As diferenças entre o Nordeste e Sul e Sudeste ilustram bem como os avanços na área de educação no país são desiguais. Enquanto no Nordeste a defasagem idade-série chega a 65,7%, no Sudeste ela é de 34,8% e no Sul, 27,2%.
Além dos problemas de qualidade de ensino, as condições físicas das escolas do Nordeste também são as piores do país: 4,6% dos alunos nordestinos de 1º grau estudam em escolas sem energia elétrica e 2% em escolas sem água encanada. Ao todo, 1,6 milhão de crianças nordestinas que estudam em escolas sem luz e 689 mil em escolas sem água.

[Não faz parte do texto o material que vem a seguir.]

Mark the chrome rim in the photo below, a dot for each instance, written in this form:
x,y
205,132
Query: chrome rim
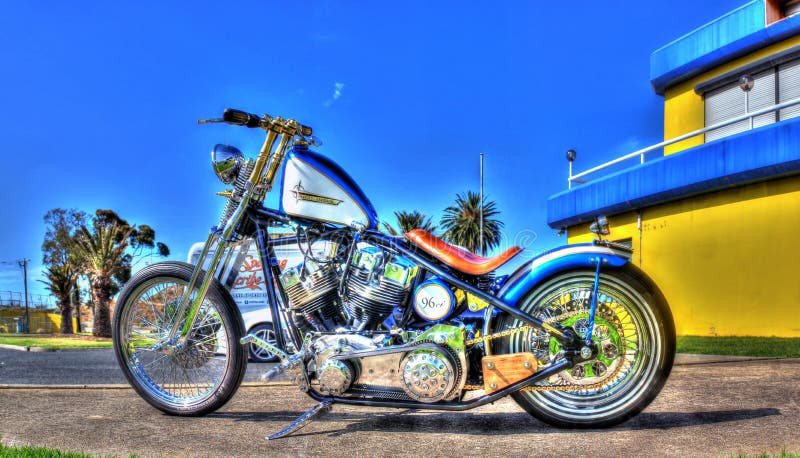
x,y
258,353
176,377
629,340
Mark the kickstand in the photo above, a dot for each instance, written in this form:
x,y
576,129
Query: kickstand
x,y
319,409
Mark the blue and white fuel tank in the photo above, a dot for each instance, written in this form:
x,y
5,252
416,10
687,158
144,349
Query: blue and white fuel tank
x,y
314,187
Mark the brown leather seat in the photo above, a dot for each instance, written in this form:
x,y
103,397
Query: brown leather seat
x,y
459,258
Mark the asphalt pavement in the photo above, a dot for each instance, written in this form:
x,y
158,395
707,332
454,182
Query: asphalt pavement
x,y
86,367
709,407
718,409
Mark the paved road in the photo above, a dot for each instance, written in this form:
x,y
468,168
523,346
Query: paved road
x,y
705,409
86,367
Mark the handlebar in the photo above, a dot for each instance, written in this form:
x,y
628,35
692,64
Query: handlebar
x,y
243,118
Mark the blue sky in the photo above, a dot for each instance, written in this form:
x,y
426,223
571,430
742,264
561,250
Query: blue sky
x,y
99,102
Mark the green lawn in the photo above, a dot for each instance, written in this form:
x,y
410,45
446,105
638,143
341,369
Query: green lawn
x,y
776,347
37,452
54,341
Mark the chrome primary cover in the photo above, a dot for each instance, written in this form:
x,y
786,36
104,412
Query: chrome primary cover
x,y
334,376
428,375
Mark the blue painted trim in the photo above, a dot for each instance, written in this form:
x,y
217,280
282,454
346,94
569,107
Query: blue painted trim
x,y
535,271
733,35
334,172
765,153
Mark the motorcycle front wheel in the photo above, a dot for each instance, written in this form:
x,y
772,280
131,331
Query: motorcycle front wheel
x,y
633,330
192,379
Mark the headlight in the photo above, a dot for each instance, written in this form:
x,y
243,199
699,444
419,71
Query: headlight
x,y
226,161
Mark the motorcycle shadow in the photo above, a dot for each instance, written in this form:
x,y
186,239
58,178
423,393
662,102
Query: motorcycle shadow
x,y
422,422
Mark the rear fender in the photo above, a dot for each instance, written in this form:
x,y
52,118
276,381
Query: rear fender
x,y
570,257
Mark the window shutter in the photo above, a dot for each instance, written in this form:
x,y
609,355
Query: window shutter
x,y
789,87
729,102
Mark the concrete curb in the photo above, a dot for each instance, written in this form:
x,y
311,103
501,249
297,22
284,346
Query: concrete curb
x,y
48,350
119,386
681,359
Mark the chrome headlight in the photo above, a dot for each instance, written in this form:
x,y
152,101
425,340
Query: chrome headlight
x,y
226,161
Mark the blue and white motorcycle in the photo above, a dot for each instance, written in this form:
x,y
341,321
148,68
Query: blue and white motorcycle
x,y
579,336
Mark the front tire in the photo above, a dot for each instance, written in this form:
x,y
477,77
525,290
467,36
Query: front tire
x,y
635,333
192,380
266,332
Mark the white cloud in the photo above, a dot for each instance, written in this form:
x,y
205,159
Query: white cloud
x,y
337,92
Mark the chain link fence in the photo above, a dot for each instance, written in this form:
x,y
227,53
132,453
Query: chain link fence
x,y
42,310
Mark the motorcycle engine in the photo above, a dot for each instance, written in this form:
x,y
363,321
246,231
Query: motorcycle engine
x,y
376,283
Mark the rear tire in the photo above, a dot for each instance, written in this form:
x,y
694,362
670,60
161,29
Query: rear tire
x,y
632,316
196,379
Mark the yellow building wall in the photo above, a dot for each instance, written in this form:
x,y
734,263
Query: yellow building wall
x,y
684,110
726,261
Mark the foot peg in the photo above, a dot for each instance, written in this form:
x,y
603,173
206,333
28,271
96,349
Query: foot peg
x,y
319,409
292,365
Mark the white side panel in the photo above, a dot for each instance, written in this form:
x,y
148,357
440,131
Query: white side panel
x,y
310,194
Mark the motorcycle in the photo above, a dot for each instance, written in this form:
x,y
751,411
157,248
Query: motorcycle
x,y
579,336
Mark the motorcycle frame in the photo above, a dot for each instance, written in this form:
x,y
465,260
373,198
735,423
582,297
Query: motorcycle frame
x,y
262,218
251,219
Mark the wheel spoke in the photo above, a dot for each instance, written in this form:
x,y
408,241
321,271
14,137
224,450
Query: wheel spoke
x,y
175,376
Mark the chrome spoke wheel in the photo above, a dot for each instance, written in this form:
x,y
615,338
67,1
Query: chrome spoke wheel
x,y
178,377
263,331
634,338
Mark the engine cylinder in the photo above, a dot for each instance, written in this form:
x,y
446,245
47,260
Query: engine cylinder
x,y
313,294
376,285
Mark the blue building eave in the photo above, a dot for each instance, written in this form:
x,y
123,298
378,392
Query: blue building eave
x,y
731,36
765,153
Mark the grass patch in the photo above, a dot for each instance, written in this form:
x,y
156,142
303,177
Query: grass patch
x,y
37,452
55,341
783,454
774,347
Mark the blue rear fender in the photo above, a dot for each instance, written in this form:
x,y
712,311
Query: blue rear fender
x,y
561,259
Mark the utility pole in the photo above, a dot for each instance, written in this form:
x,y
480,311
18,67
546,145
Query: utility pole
x,y
24,264
480,207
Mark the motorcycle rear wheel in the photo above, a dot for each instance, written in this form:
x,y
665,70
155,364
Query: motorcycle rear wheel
x,y
632,317
191,380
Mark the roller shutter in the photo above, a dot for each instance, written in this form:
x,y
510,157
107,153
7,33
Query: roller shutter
x,y
789,87
729,102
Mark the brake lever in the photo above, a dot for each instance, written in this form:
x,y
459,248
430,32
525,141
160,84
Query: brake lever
x,y
209,121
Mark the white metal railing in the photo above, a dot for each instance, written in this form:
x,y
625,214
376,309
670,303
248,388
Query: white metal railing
x,y
578,177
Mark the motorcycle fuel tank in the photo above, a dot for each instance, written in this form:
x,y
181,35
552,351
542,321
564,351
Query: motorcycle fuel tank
x,y
315,187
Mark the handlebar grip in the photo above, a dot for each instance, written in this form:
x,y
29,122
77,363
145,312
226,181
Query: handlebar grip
x,y
241,118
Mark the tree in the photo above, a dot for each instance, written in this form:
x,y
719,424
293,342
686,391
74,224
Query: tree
x,y
61,265
461,223
106,250
61,280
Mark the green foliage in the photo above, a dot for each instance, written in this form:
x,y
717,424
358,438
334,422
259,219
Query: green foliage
x,y
61,226
106,250
774,347
110,244
461,223
60,280
37,452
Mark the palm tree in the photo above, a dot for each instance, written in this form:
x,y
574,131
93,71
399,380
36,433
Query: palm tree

Para o MEC, os avanços no Nordeste são mais lentos porque a região apresenta problemas crônicos, difíceis de serem resolvidos. ‘‘O Nordeste é a região que mais preocupa, porque os avanços lá são realmente mais lentos devido às condições sociais. Desde o início do governo demos atenção especial à região para tentar reduzir a defasagem com o resto do país, mas os avanços só serão sentidos daqui a uns quatro ou cinco anos’’, afirmou Maria Helena Guimarães, presidente do Inep.